2025-07-16 14:55:20
The latest US CPI data is a mixed bag on the surface but tells a clearer story when I dig deeper. The month-over-month CPI comes in at 0.3%—right on expectations. The core CPI prints at 0.2%, a touch below the 0.3% forecast but still higher than last month’s 0.1%. Year-on-year, the headline CPI jumps to 2.7% (from 2.4%), beating expectations, while core CPI edges up to 2.9%—below forecast but still higher than the prior.
Even when a few releases surprise to the downside, every single metric is higher than the previous, confirming the persistence of inflation.
I dig under the hood and see that the primary inflationary pressures are tariff-driven. Shelter costs rise 0.3% and remain a key inflation driver—this alone makes up over one-third of the CPI basket. Transport prices also climb 0.4%, likely reflecting the cost impact of tariffs. Apparel and household goods are also up 0.4%, again pointing to rising import costs.

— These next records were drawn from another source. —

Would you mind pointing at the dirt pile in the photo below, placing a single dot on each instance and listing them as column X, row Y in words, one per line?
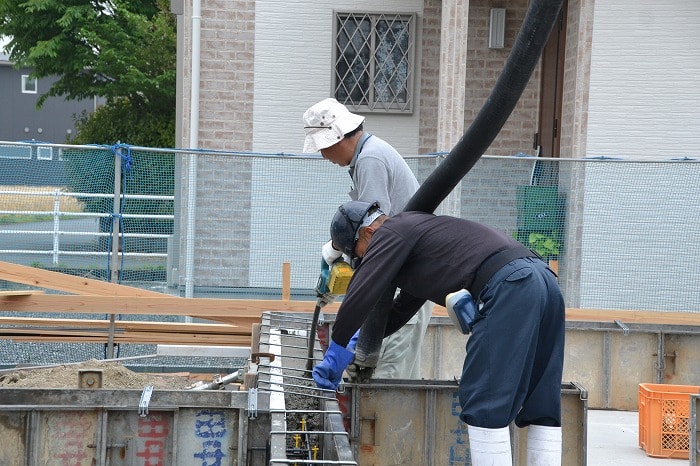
column 114, row 376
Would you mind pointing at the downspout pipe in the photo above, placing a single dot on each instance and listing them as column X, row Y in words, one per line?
column 194, row 143
column 532, row 37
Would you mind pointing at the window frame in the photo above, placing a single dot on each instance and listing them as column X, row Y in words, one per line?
column 26, row 79
column 373, row 105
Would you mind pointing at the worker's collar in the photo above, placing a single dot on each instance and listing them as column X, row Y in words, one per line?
column 358, row 148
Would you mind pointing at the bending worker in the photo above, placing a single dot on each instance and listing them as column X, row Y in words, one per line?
column 378, row 173
column 515, row 353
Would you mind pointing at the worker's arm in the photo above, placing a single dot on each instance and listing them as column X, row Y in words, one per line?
column 404, row 307
column 372, row 181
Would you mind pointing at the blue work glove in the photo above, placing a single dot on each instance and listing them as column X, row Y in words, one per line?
column 329, row 372
column 353, row 341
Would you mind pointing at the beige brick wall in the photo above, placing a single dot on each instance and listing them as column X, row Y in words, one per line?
column 430, row 69
column 226, row 77
column 484, row 66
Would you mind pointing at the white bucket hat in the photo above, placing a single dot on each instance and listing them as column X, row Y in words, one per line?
column 326, row 123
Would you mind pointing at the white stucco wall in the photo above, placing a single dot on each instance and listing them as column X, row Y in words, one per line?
column 293, row 69
column 644, row 87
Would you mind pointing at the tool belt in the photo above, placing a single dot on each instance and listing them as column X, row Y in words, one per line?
column 494, row 263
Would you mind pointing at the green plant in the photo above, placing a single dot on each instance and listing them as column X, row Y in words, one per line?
column 547, row 246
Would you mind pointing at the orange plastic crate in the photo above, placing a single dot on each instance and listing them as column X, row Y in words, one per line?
column 664, row 419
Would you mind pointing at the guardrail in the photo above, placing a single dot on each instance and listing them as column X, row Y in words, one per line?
column 56, row 217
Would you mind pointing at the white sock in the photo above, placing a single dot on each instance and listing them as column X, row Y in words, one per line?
column 543, row 446
column 489, row 447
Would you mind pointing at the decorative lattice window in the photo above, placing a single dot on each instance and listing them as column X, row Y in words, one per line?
column 28, row 85
column 374, row 61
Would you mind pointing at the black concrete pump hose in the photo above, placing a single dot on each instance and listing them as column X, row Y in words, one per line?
column 532, row 37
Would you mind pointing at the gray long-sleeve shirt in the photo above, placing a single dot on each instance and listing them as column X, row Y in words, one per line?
column 379, row 173
column 424, row 255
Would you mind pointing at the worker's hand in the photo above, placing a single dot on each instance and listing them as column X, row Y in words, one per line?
column 329, row 253
column 329, row 372
column 362, row 367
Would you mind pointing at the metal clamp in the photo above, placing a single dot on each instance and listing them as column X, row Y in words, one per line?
column 252, row 403
column 145, row 399
column 255, row 357
column 625, row 328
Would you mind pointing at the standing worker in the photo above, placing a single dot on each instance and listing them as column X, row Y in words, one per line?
column 378, row 173
column 515, row 353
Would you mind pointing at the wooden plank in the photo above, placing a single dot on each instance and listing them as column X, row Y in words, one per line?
column 68, row 283
column 633, row 317
column 161, row 305
column 153, row 338
column 131, row 326
column 20, row 292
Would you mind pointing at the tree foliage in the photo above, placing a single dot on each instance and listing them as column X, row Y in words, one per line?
column 112, row 49
column 123, row 51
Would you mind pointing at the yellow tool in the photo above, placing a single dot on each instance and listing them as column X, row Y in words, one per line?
column 332, row 282
column 339, row 278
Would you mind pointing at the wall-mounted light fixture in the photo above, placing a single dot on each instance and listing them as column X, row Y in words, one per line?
column 497, row 28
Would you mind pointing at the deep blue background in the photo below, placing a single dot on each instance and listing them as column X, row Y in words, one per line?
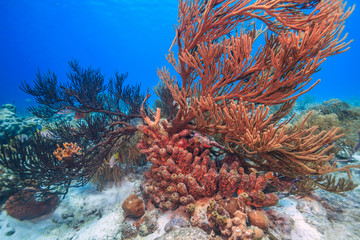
column 125, row 35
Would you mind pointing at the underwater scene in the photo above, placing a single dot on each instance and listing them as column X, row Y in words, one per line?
column 179, row 120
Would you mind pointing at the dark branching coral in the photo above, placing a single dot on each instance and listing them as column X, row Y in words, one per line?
column 32, row 164
column 85, row 92
column 109, row 109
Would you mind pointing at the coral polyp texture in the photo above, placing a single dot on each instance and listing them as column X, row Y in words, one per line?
column 182, row 171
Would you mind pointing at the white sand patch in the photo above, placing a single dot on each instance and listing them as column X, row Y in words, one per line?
column 84, row 214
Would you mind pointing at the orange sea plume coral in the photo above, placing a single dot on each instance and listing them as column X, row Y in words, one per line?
column 69, row 150
column 227, row 85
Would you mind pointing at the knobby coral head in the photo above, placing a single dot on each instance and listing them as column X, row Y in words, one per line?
column 226, row 90
column 68, row 152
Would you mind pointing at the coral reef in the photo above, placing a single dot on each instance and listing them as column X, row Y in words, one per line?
column 133, row 206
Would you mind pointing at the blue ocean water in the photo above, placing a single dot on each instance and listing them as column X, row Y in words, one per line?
column 125, row 35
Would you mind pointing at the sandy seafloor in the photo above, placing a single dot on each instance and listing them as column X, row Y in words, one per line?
column 87, row 214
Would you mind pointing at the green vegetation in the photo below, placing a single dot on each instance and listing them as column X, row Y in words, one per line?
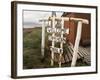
column 32, row 51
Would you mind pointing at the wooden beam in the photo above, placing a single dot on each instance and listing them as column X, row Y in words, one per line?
column 77, row 41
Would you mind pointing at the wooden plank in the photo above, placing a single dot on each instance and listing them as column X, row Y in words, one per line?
column 77, row 40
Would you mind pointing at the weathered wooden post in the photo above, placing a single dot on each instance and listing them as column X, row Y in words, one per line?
column 61, row 43
column 77, row 40
column 43, row 39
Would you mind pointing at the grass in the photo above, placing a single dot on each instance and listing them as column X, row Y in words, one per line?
column 32, row 51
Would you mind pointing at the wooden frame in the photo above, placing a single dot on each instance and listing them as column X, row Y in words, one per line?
column 17, row 8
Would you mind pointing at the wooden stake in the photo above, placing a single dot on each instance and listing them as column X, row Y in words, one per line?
column 43, row 39
column 77, row 41
column 53, row 35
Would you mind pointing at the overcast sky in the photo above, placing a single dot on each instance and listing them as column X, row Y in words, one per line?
column 31, row 18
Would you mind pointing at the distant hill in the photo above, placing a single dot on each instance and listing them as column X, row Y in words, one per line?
column 31, row 24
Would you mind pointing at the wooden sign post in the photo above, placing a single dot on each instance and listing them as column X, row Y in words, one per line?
column 61, row 39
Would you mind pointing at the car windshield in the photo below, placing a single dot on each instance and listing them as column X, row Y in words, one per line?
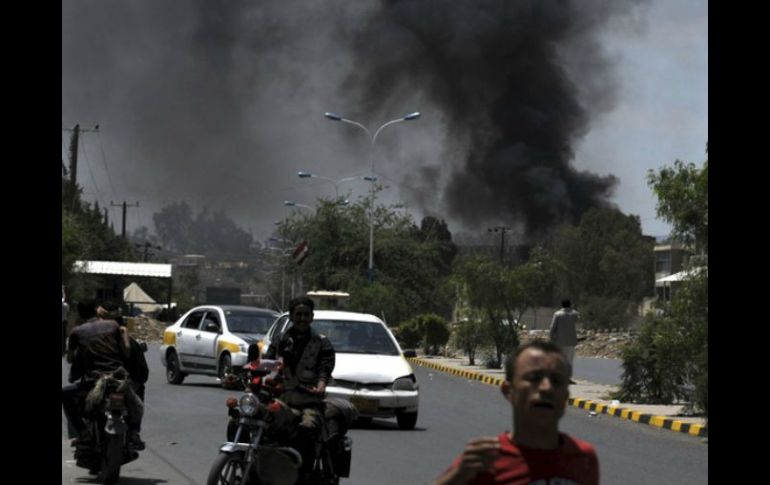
column 247, row 322
column 357, row 337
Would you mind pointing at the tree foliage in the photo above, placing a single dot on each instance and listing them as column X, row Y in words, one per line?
column 669, row 360
column 682, row 192
column 410, row 262
column 212, row 233
column 605, row 260
column 86, row 235
column 500, row 295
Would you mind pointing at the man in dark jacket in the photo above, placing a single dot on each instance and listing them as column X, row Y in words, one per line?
column 135, row 364
column 308, row 364
column 96, row 346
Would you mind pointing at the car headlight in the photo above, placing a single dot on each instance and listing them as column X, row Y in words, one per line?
column 404, row 384
column 248, row 405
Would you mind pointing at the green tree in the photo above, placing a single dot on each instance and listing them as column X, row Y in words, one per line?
column 436, row 331
column 682, row 192
column 410, row 263
column 470, row 334
column 605, row 258
column 669, row 359
column 410, row 333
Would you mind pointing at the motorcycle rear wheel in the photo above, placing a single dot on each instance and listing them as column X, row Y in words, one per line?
column 112, row 459
column 227, row 469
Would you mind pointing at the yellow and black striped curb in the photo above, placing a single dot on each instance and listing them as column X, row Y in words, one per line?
column 495, row 381
column 623, row 413
column 658, row 421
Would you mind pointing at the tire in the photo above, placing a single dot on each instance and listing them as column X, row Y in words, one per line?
column 173, row 373
column 406, row 420
column 364, row 421
column 227, row 469
column 112, row 459
column 225, row 367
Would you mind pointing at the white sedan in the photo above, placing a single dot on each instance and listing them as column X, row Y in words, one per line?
column 212, row 340
column 370, row 369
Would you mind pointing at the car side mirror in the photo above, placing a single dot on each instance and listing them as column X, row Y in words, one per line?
column 253, row 352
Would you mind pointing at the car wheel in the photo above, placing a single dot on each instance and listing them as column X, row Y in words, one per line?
column 364, row 421
column 173, row 373
column 406, row 420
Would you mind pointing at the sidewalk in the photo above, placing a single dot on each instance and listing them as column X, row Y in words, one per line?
column 592, row 397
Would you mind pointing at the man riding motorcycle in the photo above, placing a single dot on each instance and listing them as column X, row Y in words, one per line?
column 308, row 364
column 96, row 346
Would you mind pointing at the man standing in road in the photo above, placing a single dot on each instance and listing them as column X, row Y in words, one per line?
column 536, row 385
column 309, row 360
column 564, row 332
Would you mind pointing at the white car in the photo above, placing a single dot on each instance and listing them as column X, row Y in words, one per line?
column 212, row 340
column 370, row 369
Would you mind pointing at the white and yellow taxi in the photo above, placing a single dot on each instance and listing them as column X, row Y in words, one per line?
column 212, row 340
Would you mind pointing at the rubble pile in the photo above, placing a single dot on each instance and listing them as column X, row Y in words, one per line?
column 592, row 343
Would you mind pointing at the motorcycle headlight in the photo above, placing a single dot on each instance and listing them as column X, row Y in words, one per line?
column 248, row 405
column 404, row 384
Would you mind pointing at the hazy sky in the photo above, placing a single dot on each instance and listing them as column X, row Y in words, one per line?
column 221, row 103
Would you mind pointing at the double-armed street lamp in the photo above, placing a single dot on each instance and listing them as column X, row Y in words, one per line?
column 372, row 138
column 336, row 182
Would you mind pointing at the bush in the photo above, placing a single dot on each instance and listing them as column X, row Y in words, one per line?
column 599, row 312
column 669, row 360
column 436, row 331
column 410, row 333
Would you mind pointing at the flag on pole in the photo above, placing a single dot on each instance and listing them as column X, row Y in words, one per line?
column 300, row 253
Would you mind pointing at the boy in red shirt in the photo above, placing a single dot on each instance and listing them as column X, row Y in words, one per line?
column 536, row 385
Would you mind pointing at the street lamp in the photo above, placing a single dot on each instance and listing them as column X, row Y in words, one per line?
column 372, row 138
column 304, row 175
column 502, row 230
column 290, row 203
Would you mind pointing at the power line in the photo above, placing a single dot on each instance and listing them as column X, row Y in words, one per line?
column 104, row 161
column 91, row 173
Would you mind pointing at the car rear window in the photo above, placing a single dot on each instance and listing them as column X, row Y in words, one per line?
column 246, row 322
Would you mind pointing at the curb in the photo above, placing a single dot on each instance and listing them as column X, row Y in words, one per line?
column 623, row 413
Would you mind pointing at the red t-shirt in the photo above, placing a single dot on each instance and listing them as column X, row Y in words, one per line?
column 574, row 462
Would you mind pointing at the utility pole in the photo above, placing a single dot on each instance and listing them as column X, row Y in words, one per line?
column 74, row 140
column 147, row 246
column 113, row 204
column 501, row 230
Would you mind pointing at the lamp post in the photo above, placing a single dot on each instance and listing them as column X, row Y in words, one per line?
column 372, row 139
column 337, row 182
column 501, row 230
column 289, row 203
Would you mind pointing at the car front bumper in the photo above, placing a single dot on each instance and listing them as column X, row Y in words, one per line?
column 383, row 403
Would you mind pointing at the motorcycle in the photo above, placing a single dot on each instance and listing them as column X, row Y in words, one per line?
column 106, row 409
column 261, row 427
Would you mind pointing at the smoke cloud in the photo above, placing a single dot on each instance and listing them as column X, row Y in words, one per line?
column 221, row 103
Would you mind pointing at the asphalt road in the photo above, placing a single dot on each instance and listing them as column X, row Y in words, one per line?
column 185, row 425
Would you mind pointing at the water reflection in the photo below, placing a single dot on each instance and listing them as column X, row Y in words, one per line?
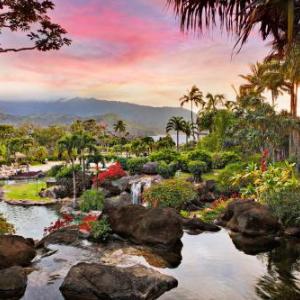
column 29, row 221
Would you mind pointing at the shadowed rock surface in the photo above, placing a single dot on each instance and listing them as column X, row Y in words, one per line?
column 102, row 282
column 15, row 251
column 250, row 218
column 153, row 226
column 13, row 283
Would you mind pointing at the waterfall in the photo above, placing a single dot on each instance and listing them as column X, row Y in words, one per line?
column 136, row 190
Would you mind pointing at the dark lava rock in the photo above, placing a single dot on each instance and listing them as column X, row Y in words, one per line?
column 254, row 245
column 65, row 236
column 150, row 168
column 102, row 282
column 250, row 218
column 13, row 282
column 195, row 225
column 152, row 226
column 15, row 251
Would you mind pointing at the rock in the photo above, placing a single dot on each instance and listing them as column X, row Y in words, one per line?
column 65, row 236
column 195, row 224
column 254, row 245
column 124, row 199
column 250, row 218
column 102, row 282
column 13, row 282
column 15, row 251
column 293, row 232
column 153, row 226
column 54, row 192
column 150, row 168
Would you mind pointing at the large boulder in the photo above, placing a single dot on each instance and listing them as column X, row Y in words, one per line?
column 124, row 199
column 150, row 168
column 250, row 218
column 152, row 226
column 13, row 282
column 15, row 251
column 102, row 282
column 65, row 236
column 195, row 225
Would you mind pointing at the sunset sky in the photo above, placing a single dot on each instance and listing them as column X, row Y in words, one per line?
column 128, row 51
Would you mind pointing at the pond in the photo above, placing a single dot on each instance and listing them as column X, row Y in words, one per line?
column 211, row 266
column 29, row 221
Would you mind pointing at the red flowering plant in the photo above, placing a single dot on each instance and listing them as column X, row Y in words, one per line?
column 114, row 172
column 84, row 221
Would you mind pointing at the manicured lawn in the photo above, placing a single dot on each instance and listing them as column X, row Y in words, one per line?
column 25, row 191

Despite some optimism at the surface, inflation isn’t cooling meaningfully. The Fed is still facing sticky pricing pressures. That’s why I see expectations for rate cuts being walked back. CME FedWatch now shows only a 2% chance of a rate cut this month. The market now prices just one 25bp cut before year-end—down from expectations for 75bps just weeks ago.
As expected, the US dollar rallies after the data, confirming my bias. DXY jumps after a brief pause and consolidates higher. I’m looking for shorting opportunities on EUR/USD, GBP/USD, and AUD/USD. The only trade lagging is my long gold position, which I still believe in structurally, but timing is key. I don’t see the capital rotation needed yet for a sustained move higher in gold.
Looking forward, I stay bullish on the dollar. Any dips are buying opportunities. I’m especially focused on USD/JPY for longs and staying short anything major against the USD.